Alors qu'il était secrétaire-trésorier du syndicat du Casino de Montréal, Santo Sicilia a détourné plus de 950 000$ pendant les huit ans où il a exercé son mandat. Ses gestes, commis entre 1995 et 2003, viennent de lui valoir 10 mois de prison ferme. Même si Sicilia, 37 ans, a remboursé 250 000$ au syndicat depuis la découverte de la supercherie et qu'il a plaidé coupable à une accusation de fraude dans cette affaire, le juge Robert Sansfaçon a trouvé que la faute commandait une peine de prison.

Le magistrat, qui rendait là son dernier jugement en carrière puisqu'il a pris sa retraite le lendemain, en a profité pour lancer une salve à l'intention des bureaux de direction de syndicats «qui se sont payé la traite pendant de très, très, très longues années pour des sommes extrêmement importantes», aux dépens des membres.

 

En ce qui concerne Sicilia, le juge a dit que l'argent lui avait servi «d'effet levier pour bien vivre». Il a ajouté que, pour arriver à ses fins, Sicilia avait menti pendant toutes ces années à ses collègues. Le syndicat concerné est celui de l'unité générale, qui regroupe environ 1000 membres sous 32 titres différents. Les croupiers et employés de restaurant n'en font pas partie.
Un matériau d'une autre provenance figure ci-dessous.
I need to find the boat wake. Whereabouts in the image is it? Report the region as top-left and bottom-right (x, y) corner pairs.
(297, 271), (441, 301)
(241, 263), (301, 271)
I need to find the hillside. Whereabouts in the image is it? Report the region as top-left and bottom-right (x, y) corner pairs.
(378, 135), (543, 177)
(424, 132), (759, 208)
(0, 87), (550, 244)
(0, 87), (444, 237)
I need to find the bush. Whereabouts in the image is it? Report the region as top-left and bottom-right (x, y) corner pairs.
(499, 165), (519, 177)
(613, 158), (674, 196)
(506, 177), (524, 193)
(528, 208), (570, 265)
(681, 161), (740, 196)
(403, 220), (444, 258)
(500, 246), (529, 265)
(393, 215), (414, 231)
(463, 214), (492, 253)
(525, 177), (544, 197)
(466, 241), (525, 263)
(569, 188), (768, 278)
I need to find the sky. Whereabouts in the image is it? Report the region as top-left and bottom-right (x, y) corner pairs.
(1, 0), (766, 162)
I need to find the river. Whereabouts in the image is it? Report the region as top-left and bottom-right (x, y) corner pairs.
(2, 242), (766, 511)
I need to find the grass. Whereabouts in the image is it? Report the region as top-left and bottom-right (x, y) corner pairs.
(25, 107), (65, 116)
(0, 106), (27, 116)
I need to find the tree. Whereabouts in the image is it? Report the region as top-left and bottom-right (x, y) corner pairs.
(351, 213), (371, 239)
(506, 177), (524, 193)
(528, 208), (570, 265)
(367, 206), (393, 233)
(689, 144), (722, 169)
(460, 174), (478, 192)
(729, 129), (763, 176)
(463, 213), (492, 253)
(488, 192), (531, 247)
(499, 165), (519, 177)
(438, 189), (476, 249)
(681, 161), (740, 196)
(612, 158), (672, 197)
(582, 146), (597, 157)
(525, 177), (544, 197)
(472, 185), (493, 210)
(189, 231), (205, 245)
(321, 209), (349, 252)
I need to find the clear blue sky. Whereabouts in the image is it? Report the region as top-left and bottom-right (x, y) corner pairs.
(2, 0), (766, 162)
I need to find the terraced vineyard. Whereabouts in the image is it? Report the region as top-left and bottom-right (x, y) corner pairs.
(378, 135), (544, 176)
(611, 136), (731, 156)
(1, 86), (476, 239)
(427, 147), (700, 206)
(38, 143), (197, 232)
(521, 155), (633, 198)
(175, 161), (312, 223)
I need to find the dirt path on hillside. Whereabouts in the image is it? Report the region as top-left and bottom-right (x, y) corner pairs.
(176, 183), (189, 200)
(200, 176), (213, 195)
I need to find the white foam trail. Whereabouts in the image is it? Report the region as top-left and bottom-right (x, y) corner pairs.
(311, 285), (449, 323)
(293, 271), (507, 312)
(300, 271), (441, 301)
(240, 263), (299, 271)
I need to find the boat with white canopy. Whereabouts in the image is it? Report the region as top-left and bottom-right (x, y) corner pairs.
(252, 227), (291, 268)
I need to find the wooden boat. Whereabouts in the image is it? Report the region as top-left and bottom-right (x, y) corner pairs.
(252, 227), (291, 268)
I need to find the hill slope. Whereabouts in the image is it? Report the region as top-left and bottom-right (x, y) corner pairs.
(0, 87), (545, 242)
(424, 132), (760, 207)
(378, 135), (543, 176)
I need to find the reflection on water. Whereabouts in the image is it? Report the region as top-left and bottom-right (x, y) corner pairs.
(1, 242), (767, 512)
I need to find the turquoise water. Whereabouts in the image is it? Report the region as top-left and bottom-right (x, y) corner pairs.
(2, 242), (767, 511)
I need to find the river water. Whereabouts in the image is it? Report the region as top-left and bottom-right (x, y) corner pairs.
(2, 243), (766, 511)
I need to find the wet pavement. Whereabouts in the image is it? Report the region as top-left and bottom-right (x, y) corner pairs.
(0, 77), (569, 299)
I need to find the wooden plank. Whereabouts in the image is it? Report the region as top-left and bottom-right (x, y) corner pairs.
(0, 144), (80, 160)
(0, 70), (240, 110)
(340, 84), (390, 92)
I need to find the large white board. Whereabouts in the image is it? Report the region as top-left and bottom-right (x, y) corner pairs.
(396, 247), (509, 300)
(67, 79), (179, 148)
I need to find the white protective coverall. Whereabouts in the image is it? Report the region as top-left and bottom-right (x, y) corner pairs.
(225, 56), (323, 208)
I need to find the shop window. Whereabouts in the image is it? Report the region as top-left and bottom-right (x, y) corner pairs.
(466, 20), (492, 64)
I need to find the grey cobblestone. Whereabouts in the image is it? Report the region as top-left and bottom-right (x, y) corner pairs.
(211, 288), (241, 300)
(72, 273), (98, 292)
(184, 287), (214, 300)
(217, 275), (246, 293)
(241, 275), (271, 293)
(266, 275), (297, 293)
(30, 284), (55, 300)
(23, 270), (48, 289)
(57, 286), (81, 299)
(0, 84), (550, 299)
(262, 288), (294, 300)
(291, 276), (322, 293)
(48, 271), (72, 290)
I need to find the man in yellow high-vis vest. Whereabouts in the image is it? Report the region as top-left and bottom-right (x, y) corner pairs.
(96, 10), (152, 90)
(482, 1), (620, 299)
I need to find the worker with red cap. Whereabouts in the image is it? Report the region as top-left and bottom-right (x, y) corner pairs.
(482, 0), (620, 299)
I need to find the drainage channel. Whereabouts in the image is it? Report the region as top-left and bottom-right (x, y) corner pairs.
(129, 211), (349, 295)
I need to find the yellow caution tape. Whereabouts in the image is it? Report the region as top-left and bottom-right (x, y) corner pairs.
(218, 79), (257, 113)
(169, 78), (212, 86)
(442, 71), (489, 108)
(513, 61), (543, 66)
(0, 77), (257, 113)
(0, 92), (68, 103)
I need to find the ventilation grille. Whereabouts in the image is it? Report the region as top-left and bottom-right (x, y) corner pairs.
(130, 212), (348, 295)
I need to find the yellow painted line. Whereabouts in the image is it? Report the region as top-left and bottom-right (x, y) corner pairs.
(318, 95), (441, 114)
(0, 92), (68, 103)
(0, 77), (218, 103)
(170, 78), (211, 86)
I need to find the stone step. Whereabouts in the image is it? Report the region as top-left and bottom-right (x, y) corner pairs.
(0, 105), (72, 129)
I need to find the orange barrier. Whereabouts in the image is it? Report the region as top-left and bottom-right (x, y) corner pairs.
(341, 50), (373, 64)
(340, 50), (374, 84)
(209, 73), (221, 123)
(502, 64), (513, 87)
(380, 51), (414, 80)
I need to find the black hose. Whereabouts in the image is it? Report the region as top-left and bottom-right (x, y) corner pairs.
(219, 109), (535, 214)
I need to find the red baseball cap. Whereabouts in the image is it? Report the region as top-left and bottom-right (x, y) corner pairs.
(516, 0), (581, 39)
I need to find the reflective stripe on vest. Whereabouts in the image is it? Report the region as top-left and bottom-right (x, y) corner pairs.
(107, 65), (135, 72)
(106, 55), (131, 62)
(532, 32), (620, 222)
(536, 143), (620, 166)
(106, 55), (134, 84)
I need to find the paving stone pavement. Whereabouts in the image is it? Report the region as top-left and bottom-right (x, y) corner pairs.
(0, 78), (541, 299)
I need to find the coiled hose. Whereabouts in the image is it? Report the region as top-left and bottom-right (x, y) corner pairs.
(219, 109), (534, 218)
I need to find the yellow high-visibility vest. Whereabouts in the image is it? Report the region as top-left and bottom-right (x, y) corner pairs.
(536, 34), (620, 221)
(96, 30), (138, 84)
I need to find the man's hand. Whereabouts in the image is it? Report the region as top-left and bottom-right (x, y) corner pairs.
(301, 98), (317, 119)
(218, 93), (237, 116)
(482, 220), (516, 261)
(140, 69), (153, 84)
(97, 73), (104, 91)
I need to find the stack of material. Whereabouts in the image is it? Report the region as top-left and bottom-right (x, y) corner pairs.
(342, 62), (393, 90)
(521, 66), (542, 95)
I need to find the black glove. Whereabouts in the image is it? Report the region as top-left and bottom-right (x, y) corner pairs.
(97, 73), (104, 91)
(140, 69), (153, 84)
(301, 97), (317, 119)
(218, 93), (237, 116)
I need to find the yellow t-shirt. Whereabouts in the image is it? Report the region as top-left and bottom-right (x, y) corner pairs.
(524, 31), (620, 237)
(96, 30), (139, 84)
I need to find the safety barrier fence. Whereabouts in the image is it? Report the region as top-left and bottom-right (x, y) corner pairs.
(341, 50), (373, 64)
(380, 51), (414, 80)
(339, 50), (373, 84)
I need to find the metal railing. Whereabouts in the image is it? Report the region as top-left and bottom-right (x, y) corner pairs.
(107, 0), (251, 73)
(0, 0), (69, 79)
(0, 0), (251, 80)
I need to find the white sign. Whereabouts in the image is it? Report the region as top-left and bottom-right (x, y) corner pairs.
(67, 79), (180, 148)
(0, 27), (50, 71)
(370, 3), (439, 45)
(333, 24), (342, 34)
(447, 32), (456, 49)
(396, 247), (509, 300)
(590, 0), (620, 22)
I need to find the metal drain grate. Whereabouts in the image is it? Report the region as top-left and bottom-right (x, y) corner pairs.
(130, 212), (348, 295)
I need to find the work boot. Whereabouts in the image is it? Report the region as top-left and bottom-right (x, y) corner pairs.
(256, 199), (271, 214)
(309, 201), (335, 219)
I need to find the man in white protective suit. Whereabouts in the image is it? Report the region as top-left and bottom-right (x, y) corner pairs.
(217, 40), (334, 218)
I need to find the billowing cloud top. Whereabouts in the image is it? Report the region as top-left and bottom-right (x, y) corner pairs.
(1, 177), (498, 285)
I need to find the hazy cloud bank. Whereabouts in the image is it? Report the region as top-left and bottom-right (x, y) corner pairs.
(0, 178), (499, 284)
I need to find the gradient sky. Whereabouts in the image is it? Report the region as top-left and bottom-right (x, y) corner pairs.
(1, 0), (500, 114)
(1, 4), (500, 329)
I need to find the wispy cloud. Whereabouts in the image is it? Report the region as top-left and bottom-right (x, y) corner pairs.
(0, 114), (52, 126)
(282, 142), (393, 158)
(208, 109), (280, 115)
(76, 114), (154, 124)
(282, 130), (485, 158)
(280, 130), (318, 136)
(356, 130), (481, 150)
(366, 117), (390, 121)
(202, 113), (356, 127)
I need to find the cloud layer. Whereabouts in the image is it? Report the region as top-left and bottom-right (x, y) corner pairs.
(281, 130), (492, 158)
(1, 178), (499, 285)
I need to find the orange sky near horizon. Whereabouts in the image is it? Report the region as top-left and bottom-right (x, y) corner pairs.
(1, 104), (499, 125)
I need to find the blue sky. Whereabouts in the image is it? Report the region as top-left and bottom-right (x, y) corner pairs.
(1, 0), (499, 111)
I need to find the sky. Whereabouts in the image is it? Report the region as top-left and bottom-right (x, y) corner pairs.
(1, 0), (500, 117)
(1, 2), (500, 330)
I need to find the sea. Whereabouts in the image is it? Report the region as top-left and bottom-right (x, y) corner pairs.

À partir du compte du syndicat où étaient déposées les cotisations des membres, Sicilia émettait des chèques pour rembourser ses propres marges de crédit, payer des achats ou des entreprises qui n'avaient aucun lien avec le syndicat. Trois personnes étaient autorisées à signer des chèques: le président, Yves Veillette, le vice-président, François Favreau, et le trésorier Santo Sicilia. Il fallait deux signatures sur les chèques afin de les valider. Seul Sicilia a été accusé au criminel, mais tous trois ont été poursuivis au civil par leur syndicat. Sicilia a réglé à l'amiable en remboursant 250 000$, tandis que François Favreau a collaboré à l'enquête et a été blanchi.

Signature imitée

Selon l'actuel président du syndicat, David Santos, une étude graphologique a permis de démontrer que l'écriture de M. Favreau avait été imitée sur les chèques. La poursuite civile est cependant toujours en cours contre l'ex-président Yves Veillette. Celui-ci se défend aussi d'avoir participé à cette fraude. Des trois, seul M. Favreau travaille encore au Casino.

Il est à noter que le syndicat en question a été fondé en 1995. C'est donc dire que la fraude a commencé dès sa création. David Santos pense que l'inexpérience a justement joué en défaveur du syndicat dans cette affaire. «Tout le monde faisait ses classes», a-t-il dit à La Presse. Il s'est déclaré satisfait de la peine de 10 mois de «prison ferme» et du remboursement obtenu au civil. «On avait une preuve solide pour 700 000$ (de fraude), mais nos attentes (de remboursement) étaient presque nulles. On a eu 250 000$.»